[R] Sensitivity analysis - minimum effect size detectable by a binomial test
Marc Schwartz
marc_schwartz at me.com
Wed Feb 5 17:25:20 CET 2014
On Feb 5, 2014, at 10:05 AM, Simone <miseno77 at hotmail.com> wrote:
> Hi all,
>
> I have performed a binomial test to verify if the number of males in a study is significantly different from a null hypothesis (say, H0:p of being a male= 0.5).
> For instancee:
> binom.test(10, 30, p=0.5, alternative="two.sided", conf.level=0.95)
>
> Exact binomial test
>
> data: 10 and 30
> number of successes = 10, number of trials =
> 30, p-value = 0.09874
> alternative hypothesis: true probability of success is not equal to 0.5
> 95 percent confidence interval:
> 0.1728742 0.5281200
> sample estimates:
> probability of success
> 0.3333333
>
> This way I get the estimated proportion of males (in this case p of success) that is equal to 0.33 and an associated p-value (this is not significant at alpha=0.05 with respect to the H0:P=0.5).
>
> Now, I want to know, given a power of, say, 0.8, alpha=0.05 and the above sample size (30), what is the minimum proportion of males as low or as high (two sided) like to be significantly detected with respect to a H0 (not necessarily H0:P=0.5 - I am interested also in other null hypotheses). In other words, I would have been able to detect a significant deviation from the H0 for a given power, alpha and sample size if the proportion of males would have been more than Xhigh or less than Xlow.
>
> I have had a look at the "pwr" package but it seems to me it doesn't allow to calculate this.
> I would appreciate very much any suggestion.

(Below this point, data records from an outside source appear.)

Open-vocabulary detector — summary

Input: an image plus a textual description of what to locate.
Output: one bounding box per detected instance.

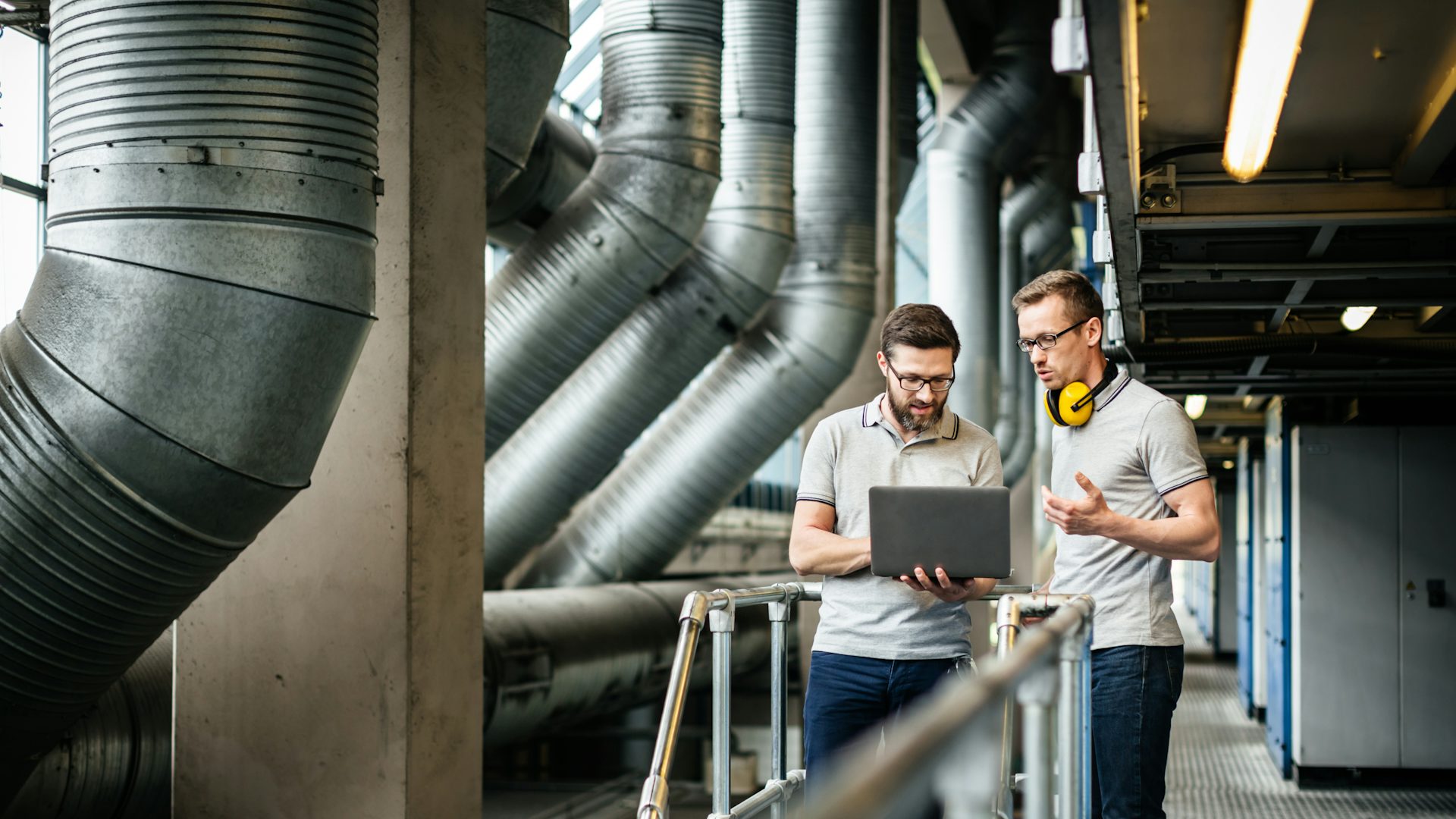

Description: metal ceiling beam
[1083,0,1143,344]
[1395,46,1456,185]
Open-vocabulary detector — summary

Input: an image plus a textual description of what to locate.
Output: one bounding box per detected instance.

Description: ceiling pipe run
[485,0,571,201]
[0,0,380,805]
[485,0,722,457]
[926,0,1051,428]
[485,0,793,588]
[521,0,878,586]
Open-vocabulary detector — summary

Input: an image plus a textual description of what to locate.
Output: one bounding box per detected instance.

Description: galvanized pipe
[485,0,571,199]
[0,0,378,805]
[926,2,1051,428]
[708,602,736,816]
[485,0,793,587]
[521,0,878,586]
[485,0,722,457]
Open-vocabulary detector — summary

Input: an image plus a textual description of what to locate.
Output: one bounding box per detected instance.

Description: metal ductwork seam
[485,0,793,588]
[485,0,571,201]
[483,577,795,748]
[485,0,722,457]
[521,0,878,586]
[0,0,378,805]
[993,174,1057,460]
[0,628,172,819]
[486,112,597,249]
[926,0,1051,428]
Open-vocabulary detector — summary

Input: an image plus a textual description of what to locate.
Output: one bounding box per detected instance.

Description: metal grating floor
[1163,647,1456,819]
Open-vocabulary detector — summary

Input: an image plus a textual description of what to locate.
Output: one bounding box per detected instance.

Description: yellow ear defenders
[1046,362,1117,427]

Take a look at ?power.prop.test, where you can specify that one of the proportions is NULL, yielding the value you seek:
> power.prop.test(n = 30, p1 = 0.5, p2 = NULL, power = 0.8, sig.level = 0.05)
Two-sample comparison of proportions power calculation
n = 30
p1 = 0.5
p2 = 0.834231
sig.level = 0.05
power = 0.8
alternative = two.sided
NOTE: n is number in *each* group
The value for 'p2' is your high value for the detectible difference from a proportion of 0.5, given the other parameters. 1 - p2 would be your low value.